Fish harvest, H, is sometimes treated as the product of fish stock, fishing effort, E, and a coefficient representing fishing technology, but let us measure fishing effort in units such that the technology coefficient is one. The harvest function then is simply:

$H=EX.......(2)$

No doubt these units would be inconvenient for practical use, but in exploring the properties of a model all that matters is consistency (3). Thus, for example, every variable we use that represents a rate per unit of time – harvest H, cost of fishing effort C, revenue from fish sales R – must use the time unit defined above.

The condition for a steady state is that the rate of harvest should exactly offset the rate of biological growth:

$H = F.......(3)$

From (1), (2) and (3) we may infer the following relation between fish stock and effort in steady state:

$EX=H=F=X(1-X)$

Hence, unless X = 0:

$E=1-X$

$X=1-E.......(4)$

This relation provides some insight into the units we have defined for effort: since X must lie in the range from 0 to 1 (1 being the carrying capacity), E must also lie in the range from 0 to 1.
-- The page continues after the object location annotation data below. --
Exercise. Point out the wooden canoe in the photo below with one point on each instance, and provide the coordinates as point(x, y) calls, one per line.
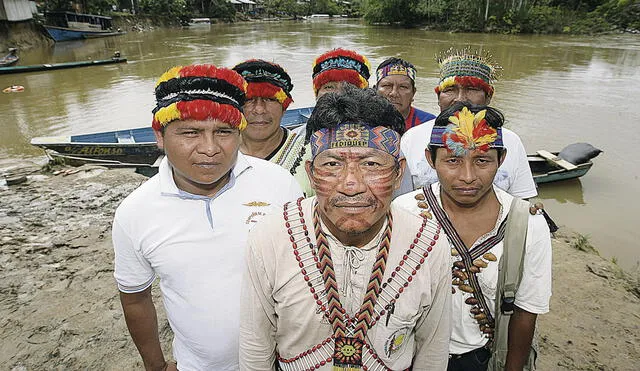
point(57, 66)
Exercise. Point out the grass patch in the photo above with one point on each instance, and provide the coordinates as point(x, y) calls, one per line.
point(582, 242)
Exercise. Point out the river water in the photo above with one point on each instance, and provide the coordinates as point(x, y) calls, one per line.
point(554, 91)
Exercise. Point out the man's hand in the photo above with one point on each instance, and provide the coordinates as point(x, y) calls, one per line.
point(140, 315)
point(521, 327)
point(170, 366)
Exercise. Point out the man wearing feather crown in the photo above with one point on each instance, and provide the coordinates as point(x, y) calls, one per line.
point(466, 76)
point(465, 150)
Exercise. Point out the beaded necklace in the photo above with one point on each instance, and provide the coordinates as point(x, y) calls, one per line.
point(464, 271)
point(348, 349)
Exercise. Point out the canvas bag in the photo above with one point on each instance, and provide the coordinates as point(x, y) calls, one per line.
point(509, 276)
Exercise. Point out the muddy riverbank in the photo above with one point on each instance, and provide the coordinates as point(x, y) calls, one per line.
point(59, 306)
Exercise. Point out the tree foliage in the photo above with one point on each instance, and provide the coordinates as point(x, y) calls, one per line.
point(509, 16)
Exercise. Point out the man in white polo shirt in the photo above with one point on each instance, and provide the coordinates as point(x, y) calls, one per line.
point(468, 77)
point(188, 224)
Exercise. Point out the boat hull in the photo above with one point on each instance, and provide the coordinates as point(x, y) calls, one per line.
point(126, 148)
point(68, 34)
point(544, 172)
point(9, 60)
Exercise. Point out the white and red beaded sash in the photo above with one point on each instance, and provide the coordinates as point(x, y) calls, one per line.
point(465, 271)
point(390, 291)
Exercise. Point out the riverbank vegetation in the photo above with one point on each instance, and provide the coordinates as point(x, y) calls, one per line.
point(509, 16)
point(500, 16)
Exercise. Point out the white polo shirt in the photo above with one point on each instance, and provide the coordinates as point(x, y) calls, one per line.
point(196, 245)
point(514, 175)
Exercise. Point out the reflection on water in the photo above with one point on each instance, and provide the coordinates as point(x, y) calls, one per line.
point(554, 90)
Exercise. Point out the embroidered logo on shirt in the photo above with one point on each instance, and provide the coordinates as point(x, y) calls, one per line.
point(395, 341)
point(257, 203)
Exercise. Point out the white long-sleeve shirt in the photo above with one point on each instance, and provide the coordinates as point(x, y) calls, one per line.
point(280, 317)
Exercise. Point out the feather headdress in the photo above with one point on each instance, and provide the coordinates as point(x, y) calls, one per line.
point(266, 80)
point(467, 68)
point(466, 132)
point(200, 92)
point(341, 65)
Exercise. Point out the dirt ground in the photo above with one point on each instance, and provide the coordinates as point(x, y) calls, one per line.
point(59, 307)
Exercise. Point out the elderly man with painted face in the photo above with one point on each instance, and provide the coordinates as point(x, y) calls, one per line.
point(466, 149)
point(343, 281)
point(188, 225)
point(397, 82)
point(469, 77)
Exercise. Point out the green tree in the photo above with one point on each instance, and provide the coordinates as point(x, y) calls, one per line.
point(405, 12)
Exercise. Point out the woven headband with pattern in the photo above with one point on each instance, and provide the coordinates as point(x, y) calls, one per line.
point(350, 134)
point(466, 132)
point(396, 69)
point(257, 70)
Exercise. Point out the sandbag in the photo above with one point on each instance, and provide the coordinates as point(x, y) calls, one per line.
point(579, 153)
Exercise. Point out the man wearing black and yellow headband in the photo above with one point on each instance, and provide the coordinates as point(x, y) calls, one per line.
point(396, 81)
point(188, 224)
point(479, 219)
point(343, 281)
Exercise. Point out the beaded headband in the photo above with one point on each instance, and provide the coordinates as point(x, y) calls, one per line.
point(466, 132)
point(199, 92)
point(396, 69)
point(467, 69)
point(350, 134)
point(266, 80)
point(341, 65)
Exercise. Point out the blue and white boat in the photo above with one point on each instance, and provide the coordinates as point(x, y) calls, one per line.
point(65, 26)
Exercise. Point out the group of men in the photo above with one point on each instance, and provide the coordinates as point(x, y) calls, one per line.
point(256, 277)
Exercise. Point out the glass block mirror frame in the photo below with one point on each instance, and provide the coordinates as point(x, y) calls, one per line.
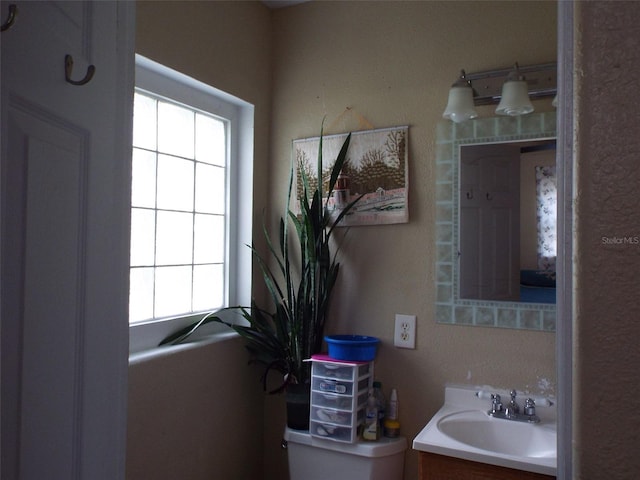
point(450, 308)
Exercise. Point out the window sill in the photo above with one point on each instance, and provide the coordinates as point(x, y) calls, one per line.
point(167, 350)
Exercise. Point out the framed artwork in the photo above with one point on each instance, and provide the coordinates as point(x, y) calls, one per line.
point(376, 167)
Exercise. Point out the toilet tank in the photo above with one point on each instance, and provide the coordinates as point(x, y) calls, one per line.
point(313, 458)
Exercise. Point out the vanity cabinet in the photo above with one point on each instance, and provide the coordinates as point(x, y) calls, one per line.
point(441, 467)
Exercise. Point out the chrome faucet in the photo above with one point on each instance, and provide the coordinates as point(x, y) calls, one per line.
point(513, 408)
point(512, 411)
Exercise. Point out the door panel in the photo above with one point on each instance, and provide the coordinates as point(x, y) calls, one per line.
point(64, 198)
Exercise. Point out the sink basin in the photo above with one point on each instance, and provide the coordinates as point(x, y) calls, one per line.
point(463, 429)
point(477, 429)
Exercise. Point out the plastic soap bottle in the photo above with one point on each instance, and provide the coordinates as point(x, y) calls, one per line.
point(371, 431)
point(380, 401)
point(391, 423)
point(393, 405)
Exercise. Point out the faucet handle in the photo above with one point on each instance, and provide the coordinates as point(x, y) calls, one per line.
point(496, 403)
point(530, 411)
point(530, 407)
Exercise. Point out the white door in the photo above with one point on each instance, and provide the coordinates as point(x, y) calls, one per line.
point(64, 244)
point(490, 222)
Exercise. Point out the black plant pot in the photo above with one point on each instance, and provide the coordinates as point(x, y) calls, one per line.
point(298, 402)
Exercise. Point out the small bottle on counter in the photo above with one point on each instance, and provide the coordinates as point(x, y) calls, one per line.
point(380, 401)
point(393, 405)
point(371, 430)
point(391, 423)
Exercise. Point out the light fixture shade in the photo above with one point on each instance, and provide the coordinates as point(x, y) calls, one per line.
point(515, 99)
point(460, 106)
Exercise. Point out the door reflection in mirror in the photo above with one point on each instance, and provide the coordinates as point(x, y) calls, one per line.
point(507, 221)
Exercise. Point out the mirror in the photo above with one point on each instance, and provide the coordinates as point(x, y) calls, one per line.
point(507, 221)
point(471, 308)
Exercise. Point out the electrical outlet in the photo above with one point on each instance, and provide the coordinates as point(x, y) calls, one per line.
point(405, 331)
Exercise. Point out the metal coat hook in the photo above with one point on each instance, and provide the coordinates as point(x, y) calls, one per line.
point(13, 10)
point(68, 69)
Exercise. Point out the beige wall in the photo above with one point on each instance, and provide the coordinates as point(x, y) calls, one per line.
point(392, 63)
point(607, 326)
point(198, 414)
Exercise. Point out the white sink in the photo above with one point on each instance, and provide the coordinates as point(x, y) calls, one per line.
point(462, 428)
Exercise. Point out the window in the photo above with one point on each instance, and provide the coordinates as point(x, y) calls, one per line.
point(190, 198)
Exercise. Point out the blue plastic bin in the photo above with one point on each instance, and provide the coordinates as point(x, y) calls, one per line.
point(354, 348)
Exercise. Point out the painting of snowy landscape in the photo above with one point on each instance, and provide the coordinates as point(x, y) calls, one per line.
point(376, 166)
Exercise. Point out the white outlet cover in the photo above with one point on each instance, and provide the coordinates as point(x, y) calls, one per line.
point(405, 331)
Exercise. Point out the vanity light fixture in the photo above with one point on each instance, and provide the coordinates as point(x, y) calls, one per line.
point(460, 106)
point(507, 87)
point(515, 96)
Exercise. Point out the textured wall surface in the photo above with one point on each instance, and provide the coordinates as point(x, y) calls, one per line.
point(607, 353)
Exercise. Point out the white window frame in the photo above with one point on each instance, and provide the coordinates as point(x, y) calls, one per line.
point(165, 82)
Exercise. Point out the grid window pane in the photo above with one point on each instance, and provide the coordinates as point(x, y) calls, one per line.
point(210, 189)
point(143, 230)
point(173, 291)
point(208, 242)
point(144, 121)
point(141, 294)
point(175, 130)
point(143, 185)
point(178, 214)
point(174, 242)
point(175, 183)
point(210, 140)
point(208, 286)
We make the common assumption that fishing costs, C, are a linear function of fishing effort:

$C=cE.......(5)$

For demand, we also assume linearity, but it is convenient to focus on the inverse demand function representing the unit price of fish P in terms of harvest:

$P=a-bH.......(6)$

It is assumed here that all fish harvested is sold at once, so that quantity demanded can be equated with harvest.

Using (2), (4) and (6) we may infer the steady-state revenue-effort relation:

$R=PH=(a-bH)H$

$= (a-bEX)EX$

$=(a-bE(1-E))E(1-E)$

$=aE - (a+b)E^2 + 2bE^3 - bE^4.......(7)$

This is the relation which in my previous post was referred to as a “flexible-price steady state revenue-effort curve” and shown in blue on Diagram 2.
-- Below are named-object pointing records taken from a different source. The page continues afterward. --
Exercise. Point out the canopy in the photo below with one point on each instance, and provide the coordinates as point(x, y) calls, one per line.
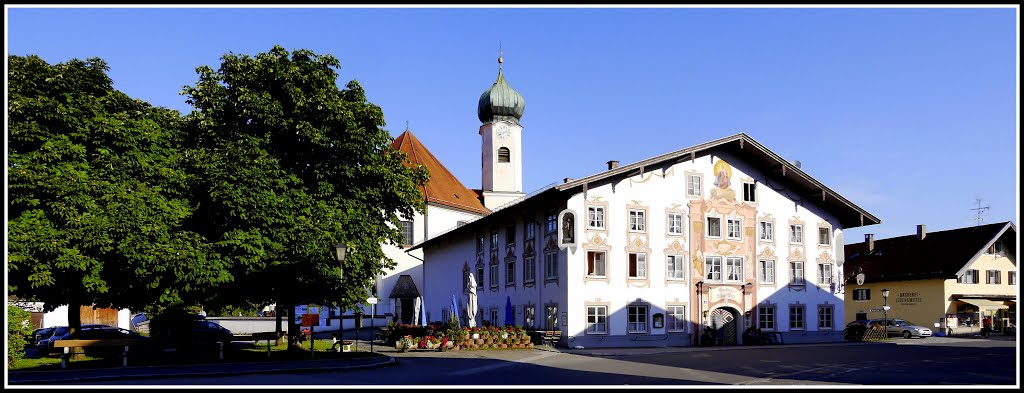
point(985, 303)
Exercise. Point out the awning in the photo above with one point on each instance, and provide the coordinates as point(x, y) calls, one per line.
point(985, 303)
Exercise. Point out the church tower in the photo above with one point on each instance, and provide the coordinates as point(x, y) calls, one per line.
point(500, 110)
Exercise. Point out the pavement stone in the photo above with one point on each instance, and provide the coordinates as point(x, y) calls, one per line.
point(72, 376)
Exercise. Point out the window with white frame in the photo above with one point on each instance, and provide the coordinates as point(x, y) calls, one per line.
point(750, 192)
point(862, 294)
point(824, 235)
point(713, 266)
point(824, 317)
point(766, 271)
point(551, 266)
point(714, 227)
point(766, 317)
point(597, 319)
point(797, 272)
point(637, 318)
point(733, 228)
point(638, 265)
point(528, 269)
point(765, 231)
point(824, 273)
point(407, 232)
point(992, 276)
point(595, 264)
point(797, 234)
point(970, 276)
point(595, 217)
point(797, 314)
point(638, 222)
point(675, 267)
point(733, 268)
point(494, 275)
point(693, 185)
point(529, 316)
point(675, 223)
point(676, 318)
point(510, 272)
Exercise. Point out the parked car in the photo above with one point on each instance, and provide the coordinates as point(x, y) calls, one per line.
point(902, 328)
point(60, 333)
point(855, 330)
point(39, 334)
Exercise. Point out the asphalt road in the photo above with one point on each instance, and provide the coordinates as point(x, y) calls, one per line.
point(935, 360)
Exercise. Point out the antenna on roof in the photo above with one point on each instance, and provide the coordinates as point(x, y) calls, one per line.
point(980, 212)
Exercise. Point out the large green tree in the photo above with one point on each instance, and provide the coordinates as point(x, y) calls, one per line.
point(289, 165)
point(97, 194)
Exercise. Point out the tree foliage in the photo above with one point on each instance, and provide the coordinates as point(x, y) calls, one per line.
point(97, 194)
point(289, 165)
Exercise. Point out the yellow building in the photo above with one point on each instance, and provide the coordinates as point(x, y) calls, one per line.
point(947, 280)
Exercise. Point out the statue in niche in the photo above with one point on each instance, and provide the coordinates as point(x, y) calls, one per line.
point(723, 173)
point(567, 226)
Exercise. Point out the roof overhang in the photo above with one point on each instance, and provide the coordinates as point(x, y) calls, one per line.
point(850, 215)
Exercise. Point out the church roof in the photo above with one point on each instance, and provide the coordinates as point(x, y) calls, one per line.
point(940, 255)
point(782, 172)
point(442, 188)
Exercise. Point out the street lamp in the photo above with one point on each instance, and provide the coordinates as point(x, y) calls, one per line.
point(340, 250)
point(885, 310)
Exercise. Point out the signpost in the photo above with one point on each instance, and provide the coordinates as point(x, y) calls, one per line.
point(373, 303)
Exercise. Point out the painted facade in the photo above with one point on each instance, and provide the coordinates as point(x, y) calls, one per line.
point(650, 258)
point(946, 280)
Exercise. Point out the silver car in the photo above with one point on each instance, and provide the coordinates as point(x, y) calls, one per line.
point(902, 328)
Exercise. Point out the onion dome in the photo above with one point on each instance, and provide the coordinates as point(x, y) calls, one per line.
point(500, 101)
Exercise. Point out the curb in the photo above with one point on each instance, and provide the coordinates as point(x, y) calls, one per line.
point(390, 360)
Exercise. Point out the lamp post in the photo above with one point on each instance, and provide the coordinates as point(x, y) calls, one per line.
point(340, 250)
point(885, 310)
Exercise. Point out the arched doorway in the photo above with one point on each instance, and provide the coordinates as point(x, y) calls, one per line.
point(726, 322)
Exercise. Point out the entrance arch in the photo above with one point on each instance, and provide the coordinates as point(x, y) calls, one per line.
point(725, 320)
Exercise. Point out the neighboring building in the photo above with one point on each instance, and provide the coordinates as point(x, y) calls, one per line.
point(725, 234)
point(58, 316)
point(947, 280)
We can now consider the respective levels of fishing effort needed to maximise harvest, profits (producer surplus) and welfare, in each case sustainably. The method is in principle the same in each case: we first express the quantity to be maximised as a function of effort, then use elementary calculus to find the maximum. However, the cases of profit and welfare lead to cubic equations that are difficult to solve. Instead, we will show that:

1. the level of effort for maximum profit is less than that for maximum harvest;
2. welfare increases with effort at the point of maximum profit;
3. welfare decreases with effort at the point of maximum harvest.
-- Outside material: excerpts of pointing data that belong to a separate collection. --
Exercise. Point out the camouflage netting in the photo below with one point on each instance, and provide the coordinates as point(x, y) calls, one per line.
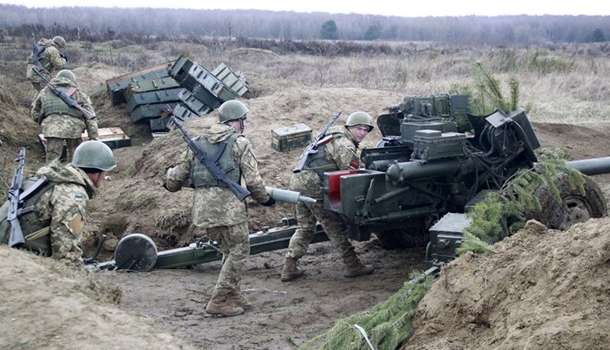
point(531, 193)
point(385, 325)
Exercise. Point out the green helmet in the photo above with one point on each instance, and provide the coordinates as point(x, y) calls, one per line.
point(94, 155)
point(232, 110)
point(59, 41)
point(360, 118)
point(66, 74)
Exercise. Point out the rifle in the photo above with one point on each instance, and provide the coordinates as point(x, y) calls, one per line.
point(312, 148)
point(211, 164)
point(64, 97)
point(16, 236)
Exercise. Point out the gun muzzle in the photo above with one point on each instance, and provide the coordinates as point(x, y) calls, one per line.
point(281, 195)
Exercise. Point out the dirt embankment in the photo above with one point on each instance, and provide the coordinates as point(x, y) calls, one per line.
point(540, 289)
point(47, 305)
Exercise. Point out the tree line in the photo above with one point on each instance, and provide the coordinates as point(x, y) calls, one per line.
point(90, 23)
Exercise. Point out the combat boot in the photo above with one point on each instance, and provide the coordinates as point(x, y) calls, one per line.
point(241, 300)
point(223, 307)
point(354, 268)
point(290, 271)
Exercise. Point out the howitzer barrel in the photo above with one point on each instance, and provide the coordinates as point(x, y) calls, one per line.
point(592, 166)
point(419, 169)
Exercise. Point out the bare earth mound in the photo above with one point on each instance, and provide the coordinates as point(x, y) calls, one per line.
point(540, 289)
point(46, 305)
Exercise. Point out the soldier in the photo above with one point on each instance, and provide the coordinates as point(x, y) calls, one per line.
point(215, 208)
point(47, 56)
point(54, 213)
point(339, 152)
point(61, 124)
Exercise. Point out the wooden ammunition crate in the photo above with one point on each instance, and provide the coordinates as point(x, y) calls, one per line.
point(113, 137)
point(288, 138)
From the above it follows that effort for maximum welfare will be above that for maximum profits but below that for maximum harvest.

From (2) and (4) the steady state harvest-effort relation is:

$H = EX = E(1-E) = E - E^2.......(8)$

Setting the derivative equal to zero to find the maximum:

$dH/dE = 1 - 2E = 0.......(9)$

Hence for maximum harvest (maximum sustainable yield) E = 0.5. Note that relation (8) is symmetrical about the axis defined by E = 0.5. Thus any harvest obtainable at E* > 0.5 can also be obtained with less effort at (1 – E*) < 0.5. We expect therefore that both maximum profits and maximum welfare will require 0 < E < 0.5.

The steady-state relation between producer surplus, PS, and effort, from (5) and (7), is:

$PS = R-C = aE - (a+b)E^2 +2bE^3 - bE^4 - cE$

$= (a-c)E - (a+b)E^2 + 2bE^3 - bE^4.......(10)$

For a maximum we require:

$dPS/dE = (a-c) - 2(a+b)E + 6bE^2 - 4bE^3 = 0.......(11)$

Without attempting to solve (11) for E, we now consider the case of welfare.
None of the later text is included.